Eoin Morgan was thankful to England’s “Mr Reliable” Chris Woakes and one moment of telling fortune which helped his team close out a thrilling four-run victory over New Zealand in Wellington.
England, previously unsuccessful in all four one-day international visits to the Westpac Stadium, got the job done this time to go 2-1 up with two to play after Woakes defied home centurion Kane Williamson by defending 15 in the final over.
Williamson (112no) and Mitchell Santner put the Kiwis back in the see-saw contest after spinners Moeen Ali and Adil Rashid had taken five wickets for 23 runs to reduce them to 103 for six in pursuit of 235 on an awkward surface.
The hosts benefited from a very marginal call when Santner squeezed Rashid to midwicket, where Jason Roy stooped to claim the low catch which would have made it 112 for seven, only for the third umpire to uphold the on-field ‘soft signal’ of not-out because there was no clear evidence the ball had carried.
England got their own critical break, however, when Santner was dismissed - for the first time in the series - in the unluckiest fashion of all, run-out at the non-striker’s end after Woakes’ attempt to catch a straight drive from Williamson was deflected on to the stumps.
The Kiwis still needed another 36 when Santner went in the 46th over - and although Williamson completed his hundred from 133 balls, he could not quite scramble the victory his near lone hand perhaps deserved.
Williamson’s opposite number Morgan was full of praise for Woakes, who kept his cool after Williamson pulled a six off the third ball of the last over.
“Woakes is Mr Reliable,” Morgan told Sky Sports. “He’s a bit of an unsung hero for us with bat and ball.”
In his post-match press conference, the England captain reflected too on the contrasting moments which first saw Santner reprieved and then later dismissed.
“You earn a little bit of luck along the way,” he said. “But Woakesy was trying to catch the ball, and it’s a really unlucky way to get out.”
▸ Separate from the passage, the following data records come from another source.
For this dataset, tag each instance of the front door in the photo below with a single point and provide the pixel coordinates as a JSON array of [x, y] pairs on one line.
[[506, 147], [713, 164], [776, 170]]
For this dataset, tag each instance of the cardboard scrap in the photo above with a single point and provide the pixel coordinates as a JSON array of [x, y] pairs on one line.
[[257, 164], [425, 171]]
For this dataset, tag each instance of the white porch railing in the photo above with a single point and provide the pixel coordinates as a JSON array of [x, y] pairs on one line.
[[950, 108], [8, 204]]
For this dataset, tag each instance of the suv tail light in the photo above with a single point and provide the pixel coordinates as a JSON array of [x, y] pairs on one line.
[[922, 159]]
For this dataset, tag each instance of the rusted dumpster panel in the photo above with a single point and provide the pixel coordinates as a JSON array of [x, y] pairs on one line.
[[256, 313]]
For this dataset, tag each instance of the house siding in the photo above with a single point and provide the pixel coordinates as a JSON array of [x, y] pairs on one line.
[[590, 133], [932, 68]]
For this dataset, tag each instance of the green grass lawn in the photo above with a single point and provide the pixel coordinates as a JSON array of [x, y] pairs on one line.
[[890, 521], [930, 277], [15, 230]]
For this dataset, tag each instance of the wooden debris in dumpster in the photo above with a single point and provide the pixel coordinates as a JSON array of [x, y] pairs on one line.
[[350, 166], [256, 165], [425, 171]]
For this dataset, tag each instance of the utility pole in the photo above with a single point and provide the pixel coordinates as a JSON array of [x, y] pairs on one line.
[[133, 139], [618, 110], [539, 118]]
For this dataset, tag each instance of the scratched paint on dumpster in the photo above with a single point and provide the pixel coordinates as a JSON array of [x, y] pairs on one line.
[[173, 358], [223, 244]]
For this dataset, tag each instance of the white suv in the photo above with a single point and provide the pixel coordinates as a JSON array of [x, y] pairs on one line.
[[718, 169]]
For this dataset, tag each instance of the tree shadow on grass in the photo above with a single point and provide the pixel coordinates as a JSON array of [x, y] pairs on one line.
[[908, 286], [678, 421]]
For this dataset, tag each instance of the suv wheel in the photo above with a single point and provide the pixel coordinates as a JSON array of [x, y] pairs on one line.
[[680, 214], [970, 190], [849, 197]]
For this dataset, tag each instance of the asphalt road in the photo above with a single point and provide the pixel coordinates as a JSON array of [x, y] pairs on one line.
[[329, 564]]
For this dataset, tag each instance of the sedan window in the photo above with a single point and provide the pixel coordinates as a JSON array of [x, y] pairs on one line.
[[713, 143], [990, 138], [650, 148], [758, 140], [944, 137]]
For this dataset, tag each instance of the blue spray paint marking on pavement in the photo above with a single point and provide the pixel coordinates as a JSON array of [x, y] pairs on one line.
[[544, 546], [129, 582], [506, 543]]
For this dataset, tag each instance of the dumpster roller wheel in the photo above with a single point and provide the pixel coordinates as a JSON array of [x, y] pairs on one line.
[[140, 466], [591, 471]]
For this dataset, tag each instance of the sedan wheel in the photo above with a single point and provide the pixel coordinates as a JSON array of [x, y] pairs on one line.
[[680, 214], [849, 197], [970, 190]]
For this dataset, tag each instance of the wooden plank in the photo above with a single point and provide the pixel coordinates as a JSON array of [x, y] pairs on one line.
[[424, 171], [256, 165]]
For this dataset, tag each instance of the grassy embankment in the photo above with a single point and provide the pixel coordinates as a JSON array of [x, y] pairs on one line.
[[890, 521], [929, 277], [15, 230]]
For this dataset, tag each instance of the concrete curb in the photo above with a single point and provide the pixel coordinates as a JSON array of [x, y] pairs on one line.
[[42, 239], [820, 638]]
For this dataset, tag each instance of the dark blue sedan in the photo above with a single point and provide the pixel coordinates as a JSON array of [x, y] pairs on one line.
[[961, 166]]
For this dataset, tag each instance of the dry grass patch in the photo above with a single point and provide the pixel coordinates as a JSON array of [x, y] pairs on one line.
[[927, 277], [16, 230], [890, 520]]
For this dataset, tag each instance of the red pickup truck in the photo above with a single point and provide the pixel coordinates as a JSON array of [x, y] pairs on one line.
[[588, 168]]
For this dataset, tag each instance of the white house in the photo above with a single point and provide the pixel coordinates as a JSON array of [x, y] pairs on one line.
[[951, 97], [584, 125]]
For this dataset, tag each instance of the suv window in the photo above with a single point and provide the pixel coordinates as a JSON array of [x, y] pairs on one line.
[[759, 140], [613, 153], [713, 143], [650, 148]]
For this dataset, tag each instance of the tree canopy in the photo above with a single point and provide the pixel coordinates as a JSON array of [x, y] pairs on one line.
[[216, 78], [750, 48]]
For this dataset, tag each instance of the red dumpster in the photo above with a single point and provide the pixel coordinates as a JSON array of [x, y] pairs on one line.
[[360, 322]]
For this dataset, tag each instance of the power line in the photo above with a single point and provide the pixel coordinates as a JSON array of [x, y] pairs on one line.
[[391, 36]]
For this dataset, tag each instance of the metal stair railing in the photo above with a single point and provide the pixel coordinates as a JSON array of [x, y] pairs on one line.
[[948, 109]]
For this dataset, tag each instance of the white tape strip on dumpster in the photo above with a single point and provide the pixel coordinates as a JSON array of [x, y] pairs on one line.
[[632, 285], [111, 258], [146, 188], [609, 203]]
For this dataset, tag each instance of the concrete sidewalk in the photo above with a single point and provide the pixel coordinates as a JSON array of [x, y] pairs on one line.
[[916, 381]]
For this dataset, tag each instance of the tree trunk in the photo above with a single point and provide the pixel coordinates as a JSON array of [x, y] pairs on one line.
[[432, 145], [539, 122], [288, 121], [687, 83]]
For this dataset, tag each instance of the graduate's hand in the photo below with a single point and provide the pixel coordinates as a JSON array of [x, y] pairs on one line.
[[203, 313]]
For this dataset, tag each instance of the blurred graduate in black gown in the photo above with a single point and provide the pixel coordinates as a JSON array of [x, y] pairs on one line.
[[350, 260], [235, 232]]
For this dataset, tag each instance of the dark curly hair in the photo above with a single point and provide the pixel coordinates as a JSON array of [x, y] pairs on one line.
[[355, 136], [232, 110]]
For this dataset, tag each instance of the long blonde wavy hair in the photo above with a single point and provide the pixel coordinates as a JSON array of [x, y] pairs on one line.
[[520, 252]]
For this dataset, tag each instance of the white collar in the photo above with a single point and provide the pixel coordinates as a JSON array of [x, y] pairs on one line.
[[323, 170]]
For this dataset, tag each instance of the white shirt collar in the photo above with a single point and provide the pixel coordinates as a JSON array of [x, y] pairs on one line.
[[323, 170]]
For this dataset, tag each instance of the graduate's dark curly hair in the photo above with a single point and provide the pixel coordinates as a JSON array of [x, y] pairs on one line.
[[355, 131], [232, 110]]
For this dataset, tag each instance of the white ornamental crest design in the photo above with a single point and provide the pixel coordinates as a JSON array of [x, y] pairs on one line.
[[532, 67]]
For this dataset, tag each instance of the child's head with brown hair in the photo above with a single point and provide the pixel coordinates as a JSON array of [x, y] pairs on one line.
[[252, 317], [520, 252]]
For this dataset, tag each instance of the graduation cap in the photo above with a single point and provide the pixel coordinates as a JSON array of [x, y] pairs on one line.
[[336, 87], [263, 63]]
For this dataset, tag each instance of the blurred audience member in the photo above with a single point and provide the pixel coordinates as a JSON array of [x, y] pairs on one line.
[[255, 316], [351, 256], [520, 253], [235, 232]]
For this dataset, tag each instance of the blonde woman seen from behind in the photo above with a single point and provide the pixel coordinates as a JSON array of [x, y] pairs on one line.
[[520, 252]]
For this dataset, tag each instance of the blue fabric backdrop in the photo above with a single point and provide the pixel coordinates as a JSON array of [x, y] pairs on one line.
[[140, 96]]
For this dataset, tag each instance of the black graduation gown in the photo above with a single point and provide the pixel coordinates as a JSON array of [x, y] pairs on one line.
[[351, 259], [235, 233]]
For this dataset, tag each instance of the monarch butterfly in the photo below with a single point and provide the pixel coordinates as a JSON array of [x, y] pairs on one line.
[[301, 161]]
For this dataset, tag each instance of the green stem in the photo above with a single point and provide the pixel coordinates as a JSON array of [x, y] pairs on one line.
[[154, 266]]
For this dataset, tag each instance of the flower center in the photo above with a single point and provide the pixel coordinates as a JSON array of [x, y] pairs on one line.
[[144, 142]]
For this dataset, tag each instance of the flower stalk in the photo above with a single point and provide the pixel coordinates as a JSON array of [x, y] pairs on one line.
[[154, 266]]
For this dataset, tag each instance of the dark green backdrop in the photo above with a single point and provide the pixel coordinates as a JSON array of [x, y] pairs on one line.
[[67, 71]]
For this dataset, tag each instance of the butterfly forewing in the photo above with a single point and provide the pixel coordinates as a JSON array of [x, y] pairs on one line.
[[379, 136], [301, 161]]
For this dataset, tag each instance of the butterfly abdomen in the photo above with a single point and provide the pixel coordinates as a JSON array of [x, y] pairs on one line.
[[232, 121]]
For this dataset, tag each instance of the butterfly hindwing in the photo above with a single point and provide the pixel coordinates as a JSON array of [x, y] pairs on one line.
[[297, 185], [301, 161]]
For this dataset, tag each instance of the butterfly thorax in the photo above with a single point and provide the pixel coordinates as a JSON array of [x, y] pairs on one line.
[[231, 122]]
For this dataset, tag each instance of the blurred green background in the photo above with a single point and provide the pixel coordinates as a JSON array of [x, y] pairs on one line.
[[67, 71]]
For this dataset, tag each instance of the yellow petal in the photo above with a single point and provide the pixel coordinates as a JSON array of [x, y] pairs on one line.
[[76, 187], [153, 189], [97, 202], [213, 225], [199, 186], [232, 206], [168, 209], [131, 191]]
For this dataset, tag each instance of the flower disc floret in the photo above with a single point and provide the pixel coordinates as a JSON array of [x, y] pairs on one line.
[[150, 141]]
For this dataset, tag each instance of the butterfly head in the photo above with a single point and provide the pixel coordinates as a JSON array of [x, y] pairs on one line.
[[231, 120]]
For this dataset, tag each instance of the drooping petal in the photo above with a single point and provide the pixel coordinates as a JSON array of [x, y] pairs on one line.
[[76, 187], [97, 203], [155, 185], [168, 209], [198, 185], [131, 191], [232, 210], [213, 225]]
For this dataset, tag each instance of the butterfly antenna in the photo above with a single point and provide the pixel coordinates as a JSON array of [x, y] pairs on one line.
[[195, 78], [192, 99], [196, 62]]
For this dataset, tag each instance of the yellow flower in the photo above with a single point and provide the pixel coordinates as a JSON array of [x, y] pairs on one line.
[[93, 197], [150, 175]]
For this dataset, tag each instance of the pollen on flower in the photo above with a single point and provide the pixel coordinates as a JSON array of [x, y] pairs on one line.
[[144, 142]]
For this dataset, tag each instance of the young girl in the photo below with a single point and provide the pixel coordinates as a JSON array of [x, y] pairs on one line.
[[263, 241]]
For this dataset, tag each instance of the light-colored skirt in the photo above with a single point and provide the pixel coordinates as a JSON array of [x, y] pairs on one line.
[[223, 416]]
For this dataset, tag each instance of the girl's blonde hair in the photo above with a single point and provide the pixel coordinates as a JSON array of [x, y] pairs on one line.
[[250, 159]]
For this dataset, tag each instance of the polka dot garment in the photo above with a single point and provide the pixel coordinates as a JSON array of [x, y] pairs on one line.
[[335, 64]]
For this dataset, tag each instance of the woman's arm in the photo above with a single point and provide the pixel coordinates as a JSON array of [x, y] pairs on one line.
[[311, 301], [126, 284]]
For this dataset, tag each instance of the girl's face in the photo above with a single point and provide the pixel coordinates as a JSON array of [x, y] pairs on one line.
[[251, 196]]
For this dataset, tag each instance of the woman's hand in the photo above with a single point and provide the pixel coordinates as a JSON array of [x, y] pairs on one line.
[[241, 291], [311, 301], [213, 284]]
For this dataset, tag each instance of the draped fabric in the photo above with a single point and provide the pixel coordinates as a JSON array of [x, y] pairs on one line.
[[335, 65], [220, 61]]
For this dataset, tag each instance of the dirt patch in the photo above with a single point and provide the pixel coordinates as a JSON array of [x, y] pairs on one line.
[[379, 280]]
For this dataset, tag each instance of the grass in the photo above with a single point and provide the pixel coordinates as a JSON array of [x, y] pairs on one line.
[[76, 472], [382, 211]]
He sensed Roy had earlier taken a clean catch, but acknowledges the officials reached the only reasonable decision.
“On the TV, it’s not going to look out,” Morgan said. “He said he had his fingers under it, and I believe him.
“(But) there’s no other solution to it. If the umpire is uncertain he has every right to check, and (then) TV just doesn’t look out.”
Morgan agreed that Williamson and Santner appeared to be taking a fluctuating contest away from England again.
“They did ... they played really well,” he said. “It was an outstanding knock from Kane, supported by Santner.”
England’s victory was all the more satisfying for Morgan, because it came on a pitch which did not play to the strengths of his free-scoring team.
“We’re not known as a side that wins games in [those conditions],” he said.
“We fought our way to a competitive total, (and it) was probably quite fortunate that Ben (Stokes) and I had the partnership the other day and were in a good head-space to compare wickets and make a call that it wasn’t a 270 wicket.”
With seven needed from the last three balls, Williamson thought he may just get his team home.
“Woakesy bowled a really nice over - he bowls very good ‘death’,” he said.
“(But) if we’d taken smarter options (earlier), it shouldn’t perhaps have got to that point. It’s very frustrating.
“It was just a shame we weren’t at our best, in the middle with our partnerships ... (and then) we fell at the last hurdle.”